И кораблики. Все наши, в детстве выстроенные кораблики, станут большими и реальными. И станут на капитанском мостике те, кто стоял в своих детских иллюзиях, смело, не морщась от соленого бриза. И небо разрежут бумажные самолетики. Те, что лепили неумелыми ручонками, на скучных уроках во втором классе. И девочки заплетут свои косы, и мальчики обнажат свои сабли. И…
Мы станем настоящими, теми, кем пришли сюда. Мальчиками и девочками, с бумажным листком в клетку, в руках, лепящие из него, свою реальную жизнь.
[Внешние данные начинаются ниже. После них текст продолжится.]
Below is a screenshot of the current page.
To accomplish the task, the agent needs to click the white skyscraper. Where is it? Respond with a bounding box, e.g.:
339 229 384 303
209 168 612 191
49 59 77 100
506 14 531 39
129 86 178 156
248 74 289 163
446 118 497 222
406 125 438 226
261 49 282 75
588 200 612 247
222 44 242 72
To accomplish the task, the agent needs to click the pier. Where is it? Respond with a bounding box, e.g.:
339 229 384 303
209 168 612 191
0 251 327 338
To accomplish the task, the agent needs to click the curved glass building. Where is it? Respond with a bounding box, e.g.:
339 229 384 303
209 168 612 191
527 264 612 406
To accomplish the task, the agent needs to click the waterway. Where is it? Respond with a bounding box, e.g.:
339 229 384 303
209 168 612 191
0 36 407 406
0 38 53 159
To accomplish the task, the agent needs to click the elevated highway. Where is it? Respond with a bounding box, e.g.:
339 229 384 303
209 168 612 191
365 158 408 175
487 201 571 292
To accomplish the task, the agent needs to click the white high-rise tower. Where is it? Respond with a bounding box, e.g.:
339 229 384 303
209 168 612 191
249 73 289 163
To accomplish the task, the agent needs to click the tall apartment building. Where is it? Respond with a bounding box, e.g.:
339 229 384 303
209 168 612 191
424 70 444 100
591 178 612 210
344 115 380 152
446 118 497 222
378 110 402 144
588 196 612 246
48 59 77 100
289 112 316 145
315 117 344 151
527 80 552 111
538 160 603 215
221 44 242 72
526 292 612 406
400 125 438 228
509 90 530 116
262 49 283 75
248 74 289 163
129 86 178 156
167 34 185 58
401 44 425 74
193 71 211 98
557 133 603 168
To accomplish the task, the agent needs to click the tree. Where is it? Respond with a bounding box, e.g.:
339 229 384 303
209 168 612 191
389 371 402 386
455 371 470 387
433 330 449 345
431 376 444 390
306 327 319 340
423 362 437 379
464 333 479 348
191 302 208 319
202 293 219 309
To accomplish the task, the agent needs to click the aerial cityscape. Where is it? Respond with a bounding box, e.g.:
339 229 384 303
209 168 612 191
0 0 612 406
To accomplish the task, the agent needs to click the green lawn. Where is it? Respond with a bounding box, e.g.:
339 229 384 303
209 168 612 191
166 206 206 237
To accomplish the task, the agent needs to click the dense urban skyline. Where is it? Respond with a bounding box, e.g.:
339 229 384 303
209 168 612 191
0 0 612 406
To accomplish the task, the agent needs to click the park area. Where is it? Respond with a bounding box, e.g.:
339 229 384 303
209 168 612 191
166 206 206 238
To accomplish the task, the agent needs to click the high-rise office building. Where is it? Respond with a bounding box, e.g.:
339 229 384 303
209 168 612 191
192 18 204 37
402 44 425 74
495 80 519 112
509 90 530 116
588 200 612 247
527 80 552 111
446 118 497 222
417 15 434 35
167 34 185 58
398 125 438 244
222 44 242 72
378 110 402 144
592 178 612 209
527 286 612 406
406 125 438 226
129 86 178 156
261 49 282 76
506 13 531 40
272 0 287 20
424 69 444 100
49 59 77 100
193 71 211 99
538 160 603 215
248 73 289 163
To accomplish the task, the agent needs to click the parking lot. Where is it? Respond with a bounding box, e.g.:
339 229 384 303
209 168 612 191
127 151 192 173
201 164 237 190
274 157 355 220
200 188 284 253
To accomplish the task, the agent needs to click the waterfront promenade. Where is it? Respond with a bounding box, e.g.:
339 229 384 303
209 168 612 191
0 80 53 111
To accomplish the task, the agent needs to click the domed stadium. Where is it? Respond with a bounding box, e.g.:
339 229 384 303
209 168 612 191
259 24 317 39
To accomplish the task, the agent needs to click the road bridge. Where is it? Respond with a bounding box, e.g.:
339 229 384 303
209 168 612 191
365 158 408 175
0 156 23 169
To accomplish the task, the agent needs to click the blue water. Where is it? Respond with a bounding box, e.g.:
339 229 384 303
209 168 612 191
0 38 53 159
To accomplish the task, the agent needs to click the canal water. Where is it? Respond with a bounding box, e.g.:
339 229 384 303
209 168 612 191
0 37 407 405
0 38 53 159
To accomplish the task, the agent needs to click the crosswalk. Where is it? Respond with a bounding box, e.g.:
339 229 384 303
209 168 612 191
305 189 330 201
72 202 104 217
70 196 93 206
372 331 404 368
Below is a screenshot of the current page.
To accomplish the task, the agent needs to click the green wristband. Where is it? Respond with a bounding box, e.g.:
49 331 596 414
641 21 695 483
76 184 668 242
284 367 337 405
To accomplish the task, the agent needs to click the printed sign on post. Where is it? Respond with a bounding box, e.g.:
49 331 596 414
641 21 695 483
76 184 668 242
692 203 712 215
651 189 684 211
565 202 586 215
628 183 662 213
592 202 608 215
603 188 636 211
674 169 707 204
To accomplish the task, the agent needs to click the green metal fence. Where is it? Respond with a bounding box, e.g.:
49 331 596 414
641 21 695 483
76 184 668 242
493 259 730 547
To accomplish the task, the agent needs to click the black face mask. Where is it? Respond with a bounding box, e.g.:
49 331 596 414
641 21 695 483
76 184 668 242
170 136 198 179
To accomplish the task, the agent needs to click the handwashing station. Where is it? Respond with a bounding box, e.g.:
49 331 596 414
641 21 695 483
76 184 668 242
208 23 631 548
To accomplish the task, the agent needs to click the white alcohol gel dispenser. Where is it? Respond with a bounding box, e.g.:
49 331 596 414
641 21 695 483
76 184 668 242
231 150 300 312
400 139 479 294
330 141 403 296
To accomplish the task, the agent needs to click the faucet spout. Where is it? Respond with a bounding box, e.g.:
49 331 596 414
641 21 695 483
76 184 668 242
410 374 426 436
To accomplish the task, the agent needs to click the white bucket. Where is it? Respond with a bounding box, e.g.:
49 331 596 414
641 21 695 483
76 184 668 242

Я же, как маленький луноход. Ранее, очень нужный, почти незаменимый. Со слезами на глазах вспоминаются те, незабываемые моменты. Когда сотня людей, с пред вздыханием, сжав до боли кулаки, наблюдали за моей деятельностью в огромные телескопы. Терпеливо ждали от меня первых шагов по поверхности этой пыльной, холодной глыбы. А я…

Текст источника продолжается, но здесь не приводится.